Choice, as defined at the top of my previous post, is not inherently evil.

I am not going to take on state and federal intentions so you can watch me dance. This is more important than your game.

vern humphrey:

“First of all, abortions due to incest or rape make up only about 1 1/2% of all abortions.”: your point?

Allowing a woman to decide whether or not to have an abortion is not demanding “a death sentence for an innocent victim”. I’m not even talking about killing, vern, I’m talking about making a decision.

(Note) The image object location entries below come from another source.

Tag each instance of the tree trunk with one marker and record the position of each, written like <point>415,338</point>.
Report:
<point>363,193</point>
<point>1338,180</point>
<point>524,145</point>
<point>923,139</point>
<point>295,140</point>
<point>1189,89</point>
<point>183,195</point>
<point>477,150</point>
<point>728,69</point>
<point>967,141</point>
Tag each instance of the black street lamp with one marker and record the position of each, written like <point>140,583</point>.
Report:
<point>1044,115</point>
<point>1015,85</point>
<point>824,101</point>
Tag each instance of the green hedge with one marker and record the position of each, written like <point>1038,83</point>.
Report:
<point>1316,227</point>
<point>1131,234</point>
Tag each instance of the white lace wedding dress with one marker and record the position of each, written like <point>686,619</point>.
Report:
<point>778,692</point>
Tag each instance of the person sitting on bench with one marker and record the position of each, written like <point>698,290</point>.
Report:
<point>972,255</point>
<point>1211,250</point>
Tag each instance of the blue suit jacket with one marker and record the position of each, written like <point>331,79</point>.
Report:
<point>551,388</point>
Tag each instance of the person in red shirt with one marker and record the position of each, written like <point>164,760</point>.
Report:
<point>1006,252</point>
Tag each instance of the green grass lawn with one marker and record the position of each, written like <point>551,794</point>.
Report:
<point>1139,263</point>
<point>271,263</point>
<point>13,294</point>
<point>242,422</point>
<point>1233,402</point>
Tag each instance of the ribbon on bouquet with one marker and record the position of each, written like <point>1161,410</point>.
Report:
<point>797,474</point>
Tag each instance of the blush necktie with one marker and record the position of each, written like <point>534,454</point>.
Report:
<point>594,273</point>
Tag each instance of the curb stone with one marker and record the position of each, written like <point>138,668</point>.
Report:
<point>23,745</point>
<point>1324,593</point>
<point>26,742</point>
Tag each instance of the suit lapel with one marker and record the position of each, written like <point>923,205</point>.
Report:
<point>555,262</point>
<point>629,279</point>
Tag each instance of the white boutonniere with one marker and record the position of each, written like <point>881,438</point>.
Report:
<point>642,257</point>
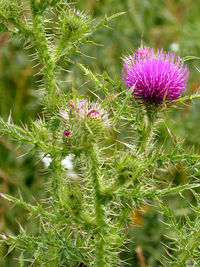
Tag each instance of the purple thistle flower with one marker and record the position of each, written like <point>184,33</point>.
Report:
<point>66,133</point>
<point>155,77</point>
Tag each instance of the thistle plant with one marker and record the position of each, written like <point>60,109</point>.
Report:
<point>87,210</point>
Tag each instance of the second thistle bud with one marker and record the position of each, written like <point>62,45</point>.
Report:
<point>94,114</point>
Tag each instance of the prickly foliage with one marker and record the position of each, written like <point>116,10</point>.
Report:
<point>83,220</point>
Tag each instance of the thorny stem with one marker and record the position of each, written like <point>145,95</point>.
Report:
<point>48,63</point>
<point>192,244</point>
<point>148,131</point>
<point>52,93</point>
<point>99,212</point>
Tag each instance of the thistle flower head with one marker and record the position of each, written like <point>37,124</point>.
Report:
<point>66,133</point>
<point>156,77</point>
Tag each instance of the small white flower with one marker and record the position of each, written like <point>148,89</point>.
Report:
<point>46,160</point>
<point>174,47</point>
<point>67,162</point>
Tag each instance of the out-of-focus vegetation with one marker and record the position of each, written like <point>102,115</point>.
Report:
<point>168,24</point>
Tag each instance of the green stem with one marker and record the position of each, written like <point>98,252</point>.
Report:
<point>99,211</point>
<point>53,95</point>
<point>148,131</point>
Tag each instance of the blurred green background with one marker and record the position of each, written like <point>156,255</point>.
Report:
<point>170,24</point>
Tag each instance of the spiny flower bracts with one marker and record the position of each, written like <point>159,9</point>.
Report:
<point>156,77</point>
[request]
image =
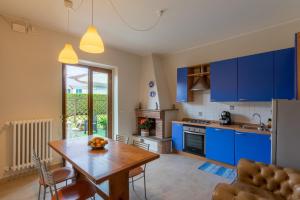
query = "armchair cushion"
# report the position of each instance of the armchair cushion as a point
(258, 181)
(280, 181)
(241, 191)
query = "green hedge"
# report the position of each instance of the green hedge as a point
(78, 103)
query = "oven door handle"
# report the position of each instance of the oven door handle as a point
(194, 133)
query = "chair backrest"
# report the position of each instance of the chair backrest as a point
(44, 174)
(141, 145)
(123, 139)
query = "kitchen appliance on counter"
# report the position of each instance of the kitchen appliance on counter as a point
(225, 118)
(194, 139)
(199, 121)
(286, 133)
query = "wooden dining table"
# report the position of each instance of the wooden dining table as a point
(112, 163)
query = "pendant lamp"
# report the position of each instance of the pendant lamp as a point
(91, 41)
(67, 54)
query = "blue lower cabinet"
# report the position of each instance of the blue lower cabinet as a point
(252, 146)
(220, 145)
(177, 137)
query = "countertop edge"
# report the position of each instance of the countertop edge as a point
(230, 127)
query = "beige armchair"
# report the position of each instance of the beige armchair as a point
(257, 181)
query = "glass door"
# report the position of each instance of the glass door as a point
(101, 102)
(87, 101)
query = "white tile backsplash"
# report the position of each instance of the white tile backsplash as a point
(242, 112)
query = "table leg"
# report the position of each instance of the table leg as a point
(119, 186)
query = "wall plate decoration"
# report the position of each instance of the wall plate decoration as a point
(151, 84)
(152, 94)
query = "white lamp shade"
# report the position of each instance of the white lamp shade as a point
(68, 55)
(91, 41)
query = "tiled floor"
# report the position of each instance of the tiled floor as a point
(172, 177)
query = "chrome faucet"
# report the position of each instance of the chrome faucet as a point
(261, 125)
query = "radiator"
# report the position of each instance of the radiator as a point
(29, 136)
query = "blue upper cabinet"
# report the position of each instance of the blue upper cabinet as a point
(256, 77)
(183, 92)
(177, 136)
(252, 146)
(223, 76)
(220, 145)
(284, 74)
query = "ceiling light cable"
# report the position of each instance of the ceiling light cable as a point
(75, 9)
(160, 14)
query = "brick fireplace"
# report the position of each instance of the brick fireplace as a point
(162, 120)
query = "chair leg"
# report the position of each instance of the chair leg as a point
(145, 185)
(39, 191)
(44, 197)
(132, 183)
(51, 192)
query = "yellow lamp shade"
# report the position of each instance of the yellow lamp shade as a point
(91, 41)
(68, 55)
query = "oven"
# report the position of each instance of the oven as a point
(194, 140)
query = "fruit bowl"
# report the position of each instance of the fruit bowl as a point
(97, 143)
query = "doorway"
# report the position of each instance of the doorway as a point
(87, 101)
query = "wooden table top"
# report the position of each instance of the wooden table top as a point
(99, 165)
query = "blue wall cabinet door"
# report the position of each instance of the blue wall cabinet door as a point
(223, 80)
(284, 74)
(253, 146)
(177, 136)
(220, 145)
(255, 77)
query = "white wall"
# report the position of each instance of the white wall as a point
(266, 40)
(147, 75)
(30, 80)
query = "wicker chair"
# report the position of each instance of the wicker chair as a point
(123, 139)
(62, 174)
(139, 172)
(81, 189)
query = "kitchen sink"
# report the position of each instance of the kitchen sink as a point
(253, 127)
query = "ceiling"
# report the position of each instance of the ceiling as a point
(186, 24)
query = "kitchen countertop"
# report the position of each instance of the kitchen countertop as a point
(215, 124)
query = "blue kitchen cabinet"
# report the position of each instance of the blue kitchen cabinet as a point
(284, 74)
(183, 92)
(220, 145)
(253, 146)
(223, 80)
(177, 136)
(256, 77)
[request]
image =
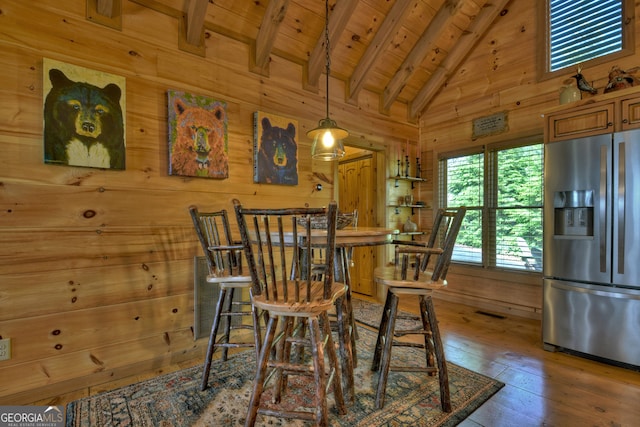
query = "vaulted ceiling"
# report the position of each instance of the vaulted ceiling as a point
(402, 50)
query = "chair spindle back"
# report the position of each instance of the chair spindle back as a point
(278, 247)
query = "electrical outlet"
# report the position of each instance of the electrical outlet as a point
(5, 349)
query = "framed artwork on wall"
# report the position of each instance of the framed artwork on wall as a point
(275, 150)
(198, 139)
(84, 116)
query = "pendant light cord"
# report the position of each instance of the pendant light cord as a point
(328, 57)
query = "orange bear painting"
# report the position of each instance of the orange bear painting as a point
(198, 140)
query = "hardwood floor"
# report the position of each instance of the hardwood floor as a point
(542, 388)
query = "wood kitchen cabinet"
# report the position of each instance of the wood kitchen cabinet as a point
(608, 113)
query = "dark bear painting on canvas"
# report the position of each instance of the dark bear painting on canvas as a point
(275, 150)
(83, 117)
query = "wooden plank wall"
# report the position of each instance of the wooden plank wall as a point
(96, 266)
(499, 75)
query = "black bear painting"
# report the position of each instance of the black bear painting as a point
(275, 150)
(83, 122)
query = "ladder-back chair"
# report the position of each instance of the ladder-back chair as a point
(298, 292)
(409, 276)
(224, 261)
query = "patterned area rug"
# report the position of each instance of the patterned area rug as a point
(175, 399)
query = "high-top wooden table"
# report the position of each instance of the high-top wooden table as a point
(347, 238)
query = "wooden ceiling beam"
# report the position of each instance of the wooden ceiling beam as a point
(196, 12)
(383, 37)
(425, 44)
(477, 29)
(271, 21)
(339, 18)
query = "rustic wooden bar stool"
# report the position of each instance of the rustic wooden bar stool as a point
(224, 260)
(299, 292)
(412, 278)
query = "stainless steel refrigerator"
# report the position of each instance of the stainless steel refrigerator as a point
(592, 246)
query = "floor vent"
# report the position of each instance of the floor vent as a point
(486, 313)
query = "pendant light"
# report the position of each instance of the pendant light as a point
(327, 137)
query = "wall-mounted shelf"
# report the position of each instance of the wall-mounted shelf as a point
(410, 233)
(398, 206)
(411, 179)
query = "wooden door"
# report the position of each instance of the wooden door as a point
(357, 191)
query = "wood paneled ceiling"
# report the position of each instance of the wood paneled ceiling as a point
(402, 50)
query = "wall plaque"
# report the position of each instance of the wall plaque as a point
(490, 125)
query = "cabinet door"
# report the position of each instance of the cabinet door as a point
(357, 191)
(594, 120)
(630, 113)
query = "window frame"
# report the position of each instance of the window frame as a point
(543, 57)
(490, 188)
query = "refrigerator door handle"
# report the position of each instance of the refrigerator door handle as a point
(604, 170)
(621, 205)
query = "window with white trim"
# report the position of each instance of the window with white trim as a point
(502, 188)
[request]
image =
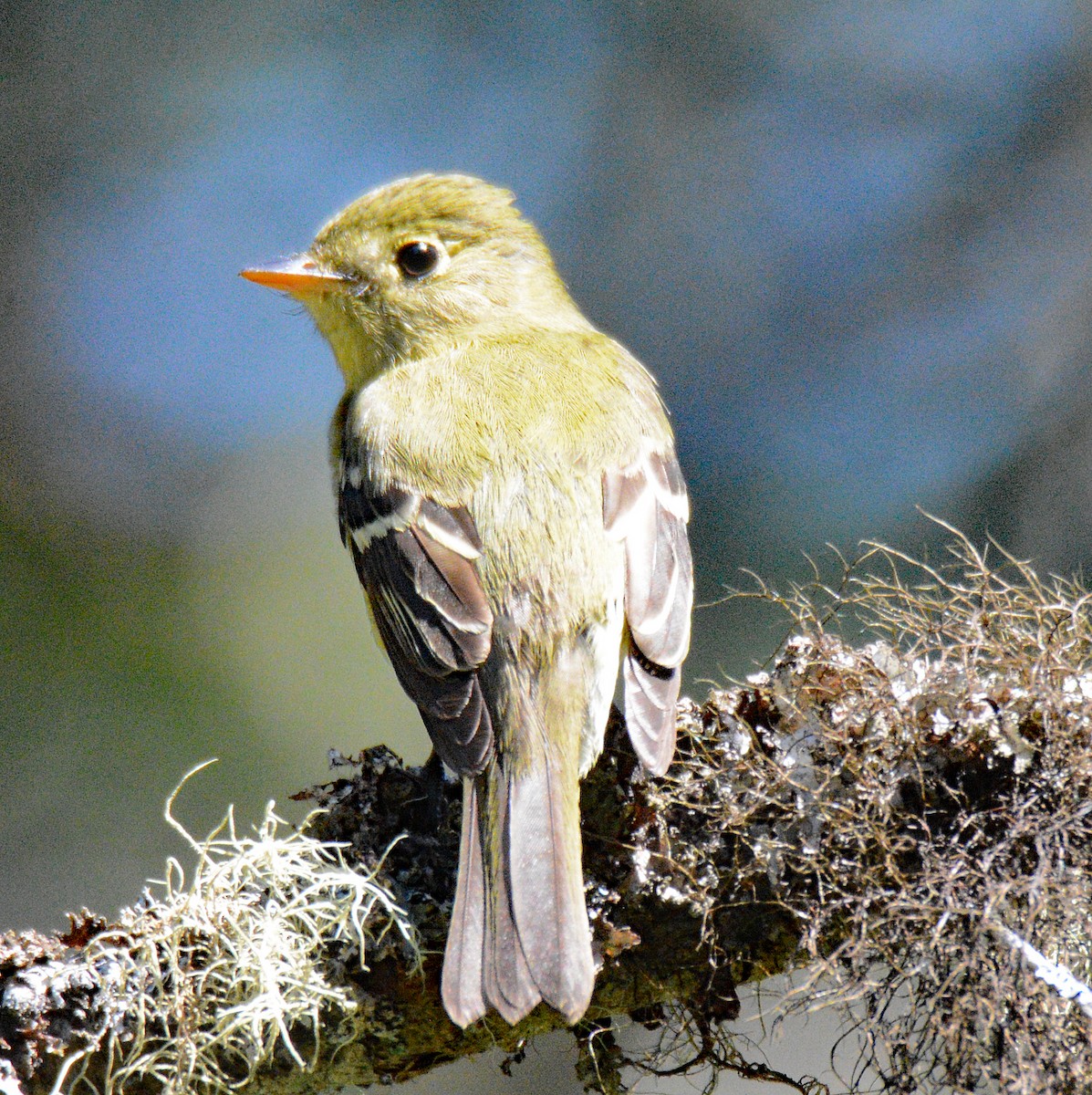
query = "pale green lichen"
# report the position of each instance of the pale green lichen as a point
(208, 980)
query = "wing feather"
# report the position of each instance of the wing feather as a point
(645, 506)
(415, 559)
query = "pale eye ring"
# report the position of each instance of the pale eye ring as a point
(418, 257)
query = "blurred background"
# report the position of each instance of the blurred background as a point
(851, 239)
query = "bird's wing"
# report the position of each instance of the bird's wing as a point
(645, 506)
(416, 561)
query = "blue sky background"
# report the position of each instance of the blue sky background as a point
(852, 241)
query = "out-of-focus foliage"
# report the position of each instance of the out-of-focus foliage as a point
(852, 240)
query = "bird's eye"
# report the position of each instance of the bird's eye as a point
(418, 258)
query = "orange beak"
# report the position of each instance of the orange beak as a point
(300, 274)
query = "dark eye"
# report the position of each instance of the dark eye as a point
(418, 258)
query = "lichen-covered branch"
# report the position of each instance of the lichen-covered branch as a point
(900, 809)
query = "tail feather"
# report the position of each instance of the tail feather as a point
(508, 984)
(547, 887)
(461, 983)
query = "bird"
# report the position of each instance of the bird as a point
(509, 490)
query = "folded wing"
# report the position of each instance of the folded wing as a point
(645, 506)
(416, 562)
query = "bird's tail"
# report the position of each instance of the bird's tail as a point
(519, 931)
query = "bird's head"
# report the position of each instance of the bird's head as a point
(419, 266)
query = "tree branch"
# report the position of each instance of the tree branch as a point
(885, 819)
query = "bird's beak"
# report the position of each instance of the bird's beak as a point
(300, 274)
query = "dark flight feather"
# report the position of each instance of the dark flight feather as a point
(415, 561)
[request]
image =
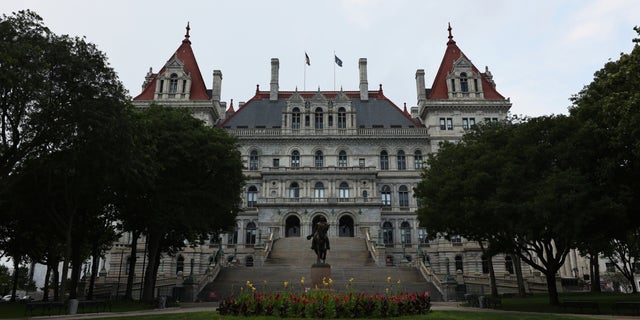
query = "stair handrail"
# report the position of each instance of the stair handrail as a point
(209, 275)
(370, 245)
(431, 277)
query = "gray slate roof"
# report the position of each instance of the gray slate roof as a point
(262, 113)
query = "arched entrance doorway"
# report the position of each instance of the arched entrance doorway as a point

Good grief.

A rape victim’s choices are as wide and broad as the choices available to any other human being.

CHOOSING LIFE IS A ALSO A CHOICE MADE OF GOD-GIVEN FREE WILL. Why assume that every woman who experiences an unexpected pregnancy and explores the option of abortion will choose abortion?

I can’t respond to your final question because I don’t understand it.

Verisimilitude:

In my 4th pregnancy I experienced quickening at a little over 4 months. I did not consider abortion because I had planned this baby. But that was my “magic moment”, if you must know. I think it’s fair to acknowledge that many women don’t get a “magic moment” and that my personal “magic moment” would be meaningless to them.

The mother of a born baby also has choice. Ask Susan Smith or Andrea Davis, if you’re looking for an answer to whether or not a woman can make the choice to kill her children. These women, however, are not afforded any protection under the law. Abortion is protected under U.S. law. How do I feel about any of this? Disheartened, still, by the need for abortion, set up by circumstances which may or may not have their roots in irresponsibility. Also dismayed at the fact that our government seems not to take treatment for mental illness very seriously. Sad, also, that so many folks believe that unwanted pregnancy is the natural byproduct of wanton, Godless behavior.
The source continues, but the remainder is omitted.